Hacer planes en vacaciones es una obligación. Contar que no tienes nada previsto es recibir como respuesta una cara de desaprobación y de extrañeza
Aquello que se popularizó -solo para una parte de la población- en los años 60 es hoy una industria que dicen genera PIB, pero que se nutre de empleos precarios que enriquecen a unos pocos y expulsan a muchas. Las bondades del turismo, que las hay aunque ahora mismo me cuesta anotarlas, han mutado en una obsesión. Hacer planes en vacaciones es una obligación. Contar que no tienes nada previsto es recibir como respuesta una cara de desaprobación y de extrañeza. ¿Qué planes tienes para el verano?, ¿a dónde vas de vacaciones?
Al pueblo.
Fin.
Lejos de hacer una apuesta contracultural y de romper con la tendencia de la huida, algo que puede leerse también como snob, estar en el pueblo puede ser el mejor descanso.
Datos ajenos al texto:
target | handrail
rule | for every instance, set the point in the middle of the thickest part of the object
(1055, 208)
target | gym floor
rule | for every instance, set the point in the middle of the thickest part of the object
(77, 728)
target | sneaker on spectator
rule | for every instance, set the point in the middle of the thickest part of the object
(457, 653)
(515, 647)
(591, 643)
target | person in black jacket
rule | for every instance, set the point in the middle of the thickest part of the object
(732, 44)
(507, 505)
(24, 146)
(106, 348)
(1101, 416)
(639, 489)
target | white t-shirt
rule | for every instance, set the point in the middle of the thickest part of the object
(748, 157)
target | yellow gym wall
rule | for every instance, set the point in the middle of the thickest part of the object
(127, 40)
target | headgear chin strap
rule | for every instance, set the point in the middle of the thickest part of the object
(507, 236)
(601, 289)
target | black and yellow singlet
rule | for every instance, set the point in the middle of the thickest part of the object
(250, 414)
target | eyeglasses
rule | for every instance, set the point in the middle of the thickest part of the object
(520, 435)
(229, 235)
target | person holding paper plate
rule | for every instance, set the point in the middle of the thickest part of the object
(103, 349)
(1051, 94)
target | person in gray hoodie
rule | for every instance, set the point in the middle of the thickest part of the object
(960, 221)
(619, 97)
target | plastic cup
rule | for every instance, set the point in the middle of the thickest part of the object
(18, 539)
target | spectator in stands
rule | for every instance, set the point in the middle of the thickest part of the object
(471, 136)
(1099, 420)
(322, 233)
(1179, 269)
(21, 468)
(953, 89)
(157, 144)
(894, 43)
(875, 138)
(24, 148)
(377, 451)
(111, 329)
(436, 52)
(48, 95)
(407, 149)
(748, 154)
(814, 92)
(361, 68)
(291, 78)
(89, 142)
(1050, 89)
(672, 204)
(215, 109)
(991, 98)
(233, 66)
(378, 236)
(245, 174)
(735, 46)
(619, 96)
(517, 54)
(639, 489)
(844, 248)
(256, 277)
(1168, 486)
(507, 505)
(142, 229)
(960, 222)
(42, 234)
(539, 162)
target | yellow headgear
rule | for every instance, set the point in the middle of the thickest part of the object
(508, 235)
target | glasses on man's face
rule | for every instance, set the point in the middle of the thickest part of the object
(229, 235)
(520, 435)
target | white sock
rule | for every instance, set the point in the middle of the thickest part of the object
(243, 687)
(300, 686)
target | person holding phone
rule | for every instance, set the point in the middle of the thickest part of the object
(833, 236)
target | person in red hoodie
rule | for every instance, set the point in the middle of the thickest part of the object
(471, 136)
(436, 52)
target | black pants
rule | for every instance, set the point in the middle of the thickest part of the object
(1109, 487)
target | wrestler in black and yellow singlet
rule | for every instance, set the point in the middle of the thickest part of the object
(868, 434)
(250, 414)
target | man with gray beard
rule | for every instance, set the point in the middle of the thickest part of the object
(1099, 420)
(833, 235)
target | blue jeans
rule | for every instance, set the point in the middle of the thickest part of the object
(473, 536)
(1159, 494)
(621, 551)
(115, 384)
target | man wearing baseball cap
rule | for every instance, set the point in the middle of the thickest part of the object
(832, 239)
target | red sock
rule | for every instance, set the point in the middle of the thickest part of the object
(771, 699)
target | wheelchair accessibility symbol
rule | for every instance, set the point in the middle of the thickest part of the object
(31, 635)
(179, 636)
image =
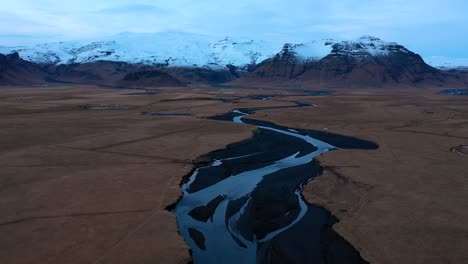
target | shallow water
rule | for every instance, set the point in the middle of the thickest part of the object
(245, 206)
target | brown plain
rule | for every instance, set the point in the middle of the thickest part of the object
(84, 185)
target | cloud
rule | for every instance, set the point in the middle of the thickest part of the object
(134, 9)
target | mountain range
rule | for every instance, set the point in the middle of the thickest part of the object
(180, 59)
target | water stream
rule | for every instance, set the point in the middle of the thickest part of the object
(245, 204)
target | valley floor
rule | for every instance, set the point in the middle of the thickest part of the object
(86, 177)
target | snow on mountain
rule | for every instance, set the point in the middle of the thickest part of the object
(170, 49)
(365, 46)
(446, 62)
(306, 52)
(192, 50)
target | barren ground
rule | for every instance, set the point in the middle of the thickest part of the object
(82, 182)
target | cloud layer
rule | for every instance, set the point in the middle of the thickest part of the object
(431, 27)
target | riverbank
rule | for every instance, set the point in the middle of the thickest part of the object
(85, 185)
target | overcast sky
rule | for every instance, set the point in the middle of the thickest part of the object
(428, 27)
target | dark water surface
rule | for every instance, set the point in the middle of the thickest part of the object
(245, 204)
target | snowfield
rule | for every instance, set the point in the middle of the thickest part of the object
(175, 49)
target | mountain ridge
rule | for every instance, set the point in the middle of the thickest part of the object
(189, 59)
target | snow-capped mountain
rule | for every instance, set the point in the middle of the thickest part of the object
(365, 62)
(442, 62)
(170, 49)
(154, 58)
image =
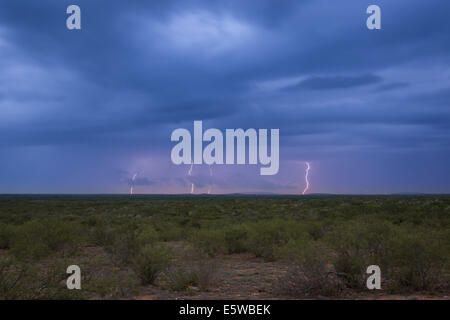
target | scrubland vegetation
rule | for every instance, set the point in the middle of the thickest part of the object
(124, 245)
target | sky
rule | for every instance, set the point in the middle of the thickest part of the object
(83, 111)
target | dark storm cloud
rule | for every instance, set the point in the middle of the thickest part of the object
(137, 70)
(336, 82)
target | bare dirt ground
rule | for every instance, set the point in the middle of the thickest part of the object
(243, 276)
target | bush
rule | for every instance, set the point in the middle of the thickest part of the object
(420, 261)
(209, 242)
(266, 237)
(181, 279)
(37, 238)
(310, 276)
(235, 238)
(6, 234)
(150, 261)
(125, 244)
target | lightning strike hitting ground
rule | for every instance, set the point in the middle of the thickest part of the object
(210, 184)
(190, 175)
(132, 181)
(306, 178)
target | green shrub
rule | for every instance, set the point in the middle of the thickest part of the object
(6, 235)
(420, 261)
(266, 237)
(310, 275)
(150, 261)
(125, 244)
(37, 238)
(235, 238)
(181, 279)
(209, 242)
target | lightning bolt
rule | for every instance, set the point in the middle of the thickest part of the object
(132, 181)
(190, 175)
(211, 175)
(308, 166)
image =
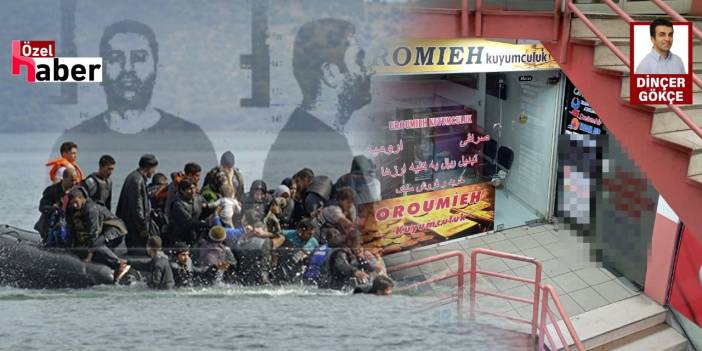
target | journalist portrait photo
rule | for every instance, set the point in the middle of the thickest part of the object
(661, 47)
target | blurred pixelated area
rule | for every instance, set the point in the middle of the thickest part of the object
(606, 202)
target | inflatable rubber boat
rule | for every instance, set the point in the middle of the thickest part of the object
(25, 263)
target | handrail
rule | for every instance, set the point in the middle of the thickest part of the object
(473, 280)
(548, 290)
(598, 33)
(628, 19)
(479, 16)
(676, 16)
(694, 127)
(459, 274)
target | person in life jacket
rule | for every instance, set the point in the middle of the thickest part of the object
(52, 199)
(98, 232)
(233, 174)
(69, 154)
(98, 184)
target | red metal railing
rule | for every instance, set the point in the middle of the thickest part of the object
(549, 291)
(570, 7)
(474, 291)
(540, 293)
(458, 274)
(676, 16)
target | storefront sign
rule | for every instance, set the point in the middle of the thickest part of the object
(579, 117)
(405, 223)
(653, 79)
(461, 55)
(686, 289)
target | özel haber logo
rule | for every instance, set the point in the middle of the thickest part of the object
(42, 65)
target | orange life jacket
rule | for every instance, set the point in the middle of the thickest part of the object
(62, 162)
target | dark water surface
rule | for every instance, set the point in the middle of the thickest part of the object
(230, 318)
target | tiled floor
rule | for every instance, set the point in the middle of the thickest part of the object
(582, 285)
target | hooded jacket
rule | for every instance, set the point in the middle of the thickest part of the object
(251, 204)
(99, 190)
(134, 208)
(184, 221)
(51, 199)
(93, 220)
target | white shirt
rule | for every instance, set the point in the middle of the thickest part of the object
(230, 207)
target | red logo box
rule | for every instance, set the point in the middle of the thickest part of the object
(650, 87)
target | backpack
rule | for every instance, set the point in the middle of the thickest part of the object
(58, 234)
(314, 266)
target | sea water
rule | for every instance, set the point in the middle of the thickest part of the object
(221, 317)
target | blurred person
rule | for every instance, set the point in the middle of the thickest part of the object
(328, 65)
(661, 60)
(131, 124)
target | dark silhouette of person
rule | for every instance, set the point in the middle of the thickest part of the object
(131, 126)
(328, 65)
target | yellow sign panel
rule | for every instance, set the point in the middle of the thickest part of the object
(415, 56)
(408, 222)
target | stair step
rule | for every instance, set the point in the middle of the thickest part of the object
(685, 138)
(668, 121)
(626, 90)
(604, 56)
(659, 108)
(623, 71)
(612, 322)
(613, 26)
(658, 338)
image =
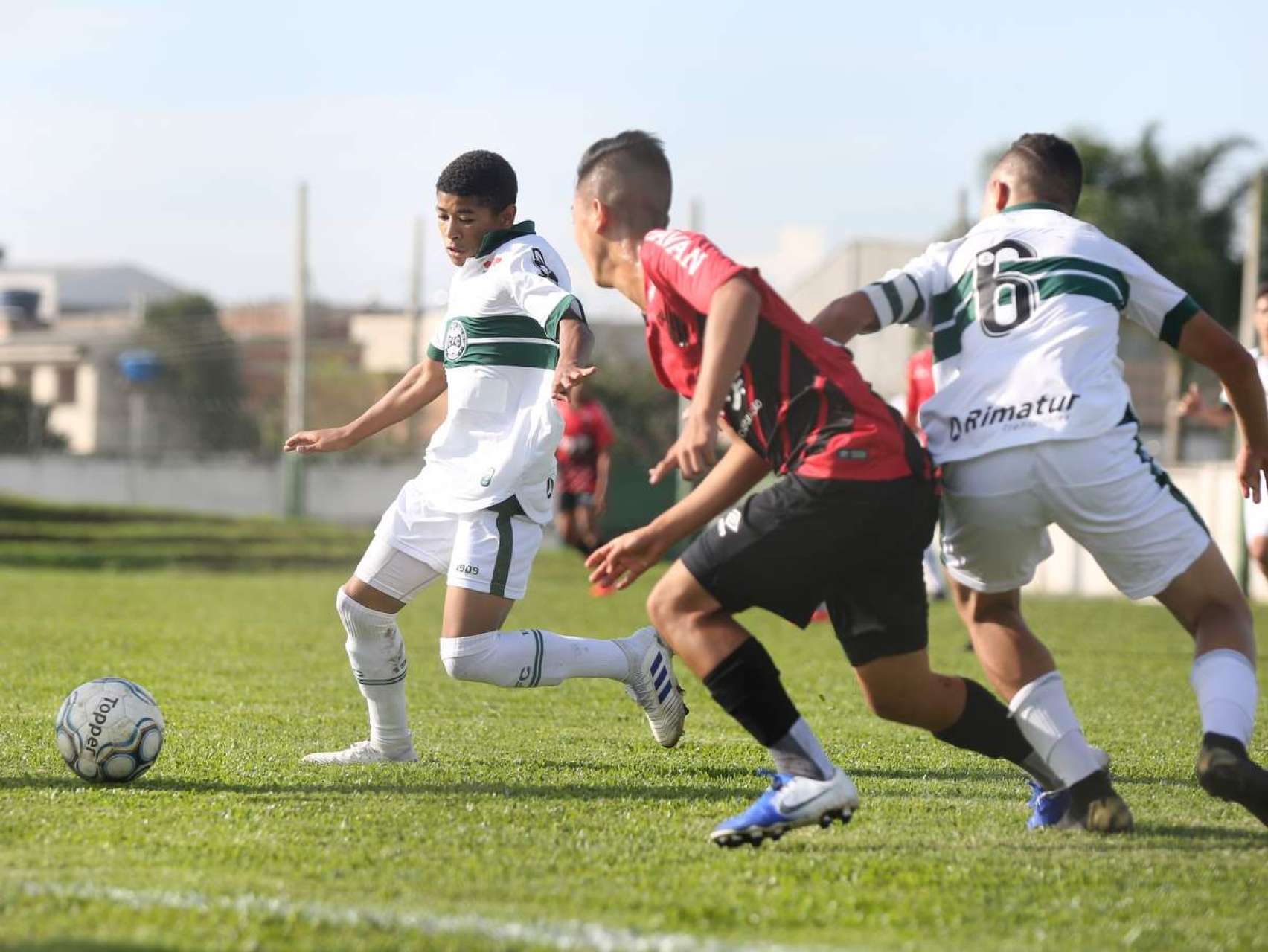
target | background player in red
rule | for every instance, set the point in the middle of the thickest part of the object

Y no en un ahora que bulle entre tareas pendientes, millones de correos por responder y estrés. Lo ha sido siempre. Ni cuando la playa no era una posibilidad, ni cuando las alternativas se multiplican. Para quien lo tiene, ir al pueblo, otra vez, es una cuestión de supervivencia y una apuesta por el sosiego en un mundo que te exige movimiento constante y euforia planificada.
¿Y qué haces en el pueblo?, ¿no te aburres? Las respuestas a estas preguntas son de nuevo recibidas con extrañeza y desaprobación.
¿Hay que hacer siempre algo, no sirve con estar?
En mi pueblo, Bohonal de Ibor, Cáceres, Extremadura, de chica íbamos al pantano a bañarnos y hacer merienda-cena. Esta opción, con los embalses del Tajo convertidos en basureros de Madrid y al vaivén de las decisiones de Iberdrola, ya no existe. El agua está verde y a veces huele mal.
De jovencinas, solíamos ir al río, al Ibor, cuatro kilómetros de carretera mediante, caminata bajo solanera o en coche después de dar lástima a alguien. Agua fría, rutas por una orilla más o menos salvaje hasta encontrar un remanso, subiendo por canchos y pegando saltos. Esta agua, siempre lo dijeron, no es buena; la del pantano es la que cura las heridas, pero esa ya no es opción.
Ahora ya hay piscina y suele estar a timbote; hasta arriba, vaya.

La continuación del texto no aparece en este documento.